Amey Pasarkar

I am a PhD student at Princeton University, working in Vertaix on efficient data curation and evaluation algorithms for AI models. I am fortunate to be advised by Professor Adji Bousso Dieng and am generously supported by a NSF Graduate Research Fellowship.

Prior to joining Princeton, I graduated from Columbia University with a degree in Operations Research, where I had the privilege of working under Professor Itsik Pe'er on designing probabalistic graphical models for microbial dynamics. I have also recently interned at Amazon Science on the Fire TV team.

You can contact me at amey [dot] pasarkar [at] princeton [dot] edu.

CV  /  Google Scholar  /  GitHub  /  LinkedIn

profile photo

Research

Datasets have exploded in size, yet our ability to measure what they actually contain remains limited. I develop scalable methods for analyzing and curating large datasets, with a focus on generative modeling, and efficient training across image, text, and scientific domains.

Vendi Novelty Scores for Out-of-Distribution Detection

Amey P. Pasarkar, Adji Bousso Dieng
arXiv pre-print, 2026

We introduce an efficient, diversity-based Out-of-Distribution detection algorithm that achieves state-of-the-art performance on numerous image classification datasets and model architectures.

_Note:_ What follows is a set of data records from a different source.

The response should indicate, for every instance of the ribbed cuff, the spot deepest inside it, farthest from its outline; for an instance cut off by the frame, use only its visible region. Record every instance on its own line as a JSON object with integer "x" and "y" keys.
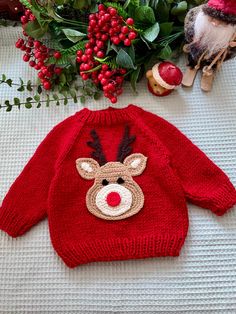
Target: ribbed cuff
{"x": 13, "y": 223}
{"x": 224, "y": 200}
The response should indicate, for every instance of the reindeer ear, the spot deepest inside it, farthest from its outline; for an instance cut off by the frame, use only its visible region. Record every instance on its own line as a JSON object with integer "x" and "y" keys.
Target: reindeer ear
{"x": 136, "y": 163}
{"x": 87, "y": 167}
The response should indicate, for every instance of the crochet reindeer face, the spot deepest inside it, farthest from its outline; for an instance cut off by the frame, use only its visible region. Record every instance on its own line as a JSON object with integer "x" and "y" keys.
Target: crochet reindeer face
{"x": 114, "y": 194}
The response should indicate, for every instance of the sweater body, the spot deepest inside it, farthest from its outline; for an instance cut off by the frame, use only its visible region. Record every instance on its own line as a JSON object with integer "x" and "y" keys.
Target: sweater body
{"x": 158, "y": 229}
{"x": 114, "y": 185}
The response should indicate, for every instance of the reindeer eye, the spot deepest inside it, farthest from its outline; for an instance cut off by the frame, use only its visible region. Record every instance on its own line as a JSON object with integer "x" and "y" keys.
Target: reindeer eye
{"x": 120, "y": 180}
{"x": 105, "y": 182}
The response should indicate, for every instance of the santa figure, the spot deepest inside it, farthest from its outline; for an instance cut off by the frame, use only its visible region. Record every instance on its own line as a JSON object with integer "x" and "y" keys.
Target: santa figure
{"x": 210, "y": 32}
{"x": 163, "y": 78}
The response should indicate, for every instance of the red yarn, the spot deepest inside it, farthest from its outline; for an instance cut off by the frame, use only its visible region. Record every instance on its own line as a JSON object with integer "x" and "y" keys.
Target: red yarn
{"x": 176, "y": 170}
{"x": 226, "y": 6}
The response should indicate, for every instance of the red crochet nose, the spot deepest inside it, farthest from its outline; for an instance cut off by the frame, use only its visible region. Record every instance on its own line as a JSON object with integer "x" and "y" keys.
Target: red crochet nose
{"x": 113, "y": 199}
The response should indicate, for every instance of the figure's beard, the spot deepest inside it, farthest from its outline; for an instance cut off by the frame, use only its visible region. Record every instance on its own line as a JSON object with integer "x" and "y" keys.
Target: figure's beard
{"x": 209, "y": 37}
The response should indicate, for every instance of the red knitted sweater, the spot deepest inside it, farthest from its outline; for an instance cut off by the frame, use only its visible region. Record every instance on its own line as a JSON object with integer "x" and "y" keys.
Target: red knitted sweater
{"x": 114, "y": 184}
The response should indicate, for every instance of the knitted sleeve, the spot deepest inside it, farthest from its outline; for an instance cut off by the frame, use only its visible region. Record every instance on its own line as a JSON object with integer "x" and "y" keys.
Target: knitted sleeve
{"x": 26, "y": 202}
{"x": 204, "y": 183}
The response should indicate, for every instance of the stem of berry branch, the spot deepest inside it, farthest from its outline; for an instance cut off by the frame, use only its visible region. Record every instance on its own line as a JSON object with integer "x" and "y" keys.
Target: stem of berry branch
{"x": 41, "y": 101}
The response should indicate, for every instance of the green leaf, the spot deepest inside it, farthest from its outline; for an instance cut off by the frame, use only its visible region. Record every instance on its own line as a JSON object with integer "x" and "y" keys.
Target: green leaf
{"x": 21, "y": 88}
{"x": 35, "y": 30}
{"x": 65, "y": 101}
{"x": 37, "y": 98}
{"x": 82, "y": 99}
{"x": 47, "y": 101}
{"x": 29, "y": 86}
{"x": 9, "y": 82}
{"x": 166, "y": 28}
{"x": 55, "y": 96}
{"x": 17, "y": 102}
{"x": 152, "y": 32}
{"x": 73, "y": 35}
{"x": 180, "y": 8}
{"x": 39, "y": 89}
{"x": 28, "y": 105}
{"x": 145, "y": 14}
{"x": 96, "y": 95}
{"x": 165, "y": 53}
{"x": 124, "y": 60}
{"x": 118, "y": 7}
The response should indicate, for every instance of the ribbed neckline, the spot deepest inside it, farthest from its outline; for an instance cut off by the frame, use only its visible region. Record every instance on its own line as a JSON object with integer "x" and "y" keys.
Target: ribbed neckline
{"x": 109, "y": 115}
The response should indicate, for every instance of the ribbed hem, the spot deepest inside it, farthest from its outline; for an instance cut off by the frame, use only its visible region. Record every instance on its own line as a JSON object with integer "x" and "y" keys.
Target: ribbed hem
{"x": 121, "y": 249}
{"x": 225, "y": 199}
{"x": 108, "y": 116}
{"x": 13, "y": 223}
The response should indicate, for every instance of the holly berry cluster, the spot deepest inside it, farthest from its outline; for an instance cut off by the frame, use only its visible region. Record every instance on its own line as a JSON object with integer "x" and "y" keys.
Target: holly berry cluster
{"x": 105, "y": 25}
{"x": 28, "y": 16}
{"x": 37, "y": 54}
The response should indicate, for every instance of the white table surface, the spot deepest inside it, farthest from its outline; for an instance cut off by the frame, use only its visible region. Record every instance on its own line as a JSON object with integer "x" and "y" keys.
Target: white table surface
{"x": 201, "y": 280}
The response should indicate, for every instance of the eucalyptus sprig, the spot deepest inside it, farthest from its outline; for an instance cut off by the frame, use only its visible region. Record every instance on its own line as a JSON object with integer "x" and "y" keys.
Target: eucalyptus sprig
{"x": 76, "y": 92}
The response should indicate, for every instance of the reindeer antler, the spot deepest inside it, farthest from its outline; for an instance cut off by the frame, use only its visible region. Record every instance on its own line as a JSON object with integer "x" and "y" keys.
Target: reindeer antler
{"x": 96, "y": 145}
{"x": 124, "y": 147}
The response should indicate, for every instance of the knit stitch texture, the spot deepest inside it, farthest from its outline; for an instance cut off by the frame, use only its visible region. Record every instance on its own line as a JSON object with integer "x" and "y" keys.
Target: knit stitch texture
{"x": 166, "y": 169}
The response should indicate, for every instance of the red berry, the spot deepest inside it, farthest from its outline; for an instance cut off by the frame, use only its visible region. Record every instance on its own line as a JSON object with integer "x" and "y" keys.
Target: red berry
{"x": 132, "y": 35}
{"x": 37, "y": 44}
{"x": 32, "y": 63}
{"x": 57, "y": 55}
{"x": 104, "y": 37}
{"x": 112, "y": 11}
{"x": 125, "y": 29}
{"x": 85, "y": 76}
{"x": 92, "y": 23}
{"x": 23, "y": 47}
{"x": 26, "y": 57}
{"x": 47, "y": 85}
{"x": 127, "y": 42}
{"x": 100, "y": 54}
{"x": 86, "y": 67}
{"x": 130, "y": 21}
{"x": 24, "y": 19}
{"x": 19, "y": 43}
{"x": 89, "y": 51}
{"x": 84, "y": 58}
{"x": 27, "y": 12}
{"x": 108, "y": 74}
{"x": 105, "y": 67}
{"x": 122, "y": 71}
{"x": 107, "y": 17}
{"x": 37, "y": 67}
{"x": 114, "y": 23}
{"x": 38, "y": 55}
{"x": 101, "y": 7}
{"x": 40, "y": 63}
{"x": 115, "y": 40}
{"x": 100, "y": 44}
{"x": 113, "y": 100}
{"x": 104, "y": 81}
{"x": 32, "y": 17}
{"x": 41, "y": 75}
{"x": 122, "y": 36}
{"x": 78, "y": 60}
{"x": 57, "y": 70}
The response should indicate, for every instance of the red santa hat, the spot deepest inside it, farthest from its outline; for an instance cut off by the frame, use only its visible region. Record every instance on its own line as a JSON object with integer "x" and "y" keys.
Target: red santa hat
{"x": 167, "y": 74}
{"x": 224, "y": 10}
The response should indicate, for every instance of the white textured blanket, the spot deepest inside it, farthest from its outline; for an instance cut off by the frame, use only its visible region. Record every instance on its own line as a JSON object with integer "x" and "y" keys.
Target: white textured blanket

The Vendiscope: An Algorithmic Microscope For Data Collections

Amey P. Pasarkar, Adji Bousso Dieng
arXiv pre-print, 2025

We introduce the Vendiscope, a scalable algorithmic microscope for analyzing the contents of datasets and behaviors of models in any domain where similarity can be defined. The Vendiscope can detect outliers and duplicates, diagnose model failure modes, and reveal memorization patterns across modalities, all at scale.

Cousins Of The Vendi Score: A Family Of Similarity-Based Diversity Metrics For Science And Machine Learning

Amey P. Pasarkar, Adji Bousso Dieng
AISTATS, 2024

We generalize the Vendi Score to an entire family of metrics called the "Vendi scores". We demonstrate the utility of these metrics in evaluating image generative models, uncovering patterns of model memorization.

Vendi Sampling For Molecular Simulations: Diversity As A Force For Faster Convergence And Better Exploration

Amey P. Pasarkar, Gianluca M. Bencomo, Simon Olsson, Adji Bousso Dieng
Journal of Chemical Physics, 2023

We propose Vendi Sampling, a method for fast sampling from complex Boltzmann distributions that encourages diversity throughout the sampling process. We demonstrate on various molecular systems that Vendi Sampling outperforms standard Langevin Dynamics.

Directional Gaussian Mixture Models of the Gut Microbiome Elucidate Microbial Spatial Structure

Amey P. Pasarkar, Tyler A. Joseph, Itsik Pe'er
mSystems, 2021

We develop a class of directional Gaussian Mixture models to elucidate the spatial arrangement of the gut microbiome. With no prior information, these models are able to recapitulate known spatial dynamics and propose new ones as well. Research was also presented at Probabalistic Modeling in Genomics, 2021.

Social Distancing and the Internet: What Can Network Performance Measurements Tell Us?

Jessica De Oliveira Moreira, Amey P. Pasarkar, Wenjun Chen Kerry Hu, Jan Janak Henning Schulzrinne
TPRC, 2021

We analyzed fixed broadband usage across the United States in the months following COVID-19 lockdowns to determine the effect of lockdowns on internet usage patterns and network performance. We founds signs of increased congestion following significant changes in user behavior.

Efficient and Accurate Inference of Mixed Microbial Population Trajectories from Longitudinal Count Data

Tyler A. Joseph, Amey P. Pasarkar, Itsik Pe'er
Cell Systems, 2020

We develop a multi-layer probabilistic graphical model that can deconvolve microbiome time-series data into its sources of noise. We show our model can be efficiently fit with variational inference while providing more accurate resuls than existing methods. Also presented at RECOMB 2020.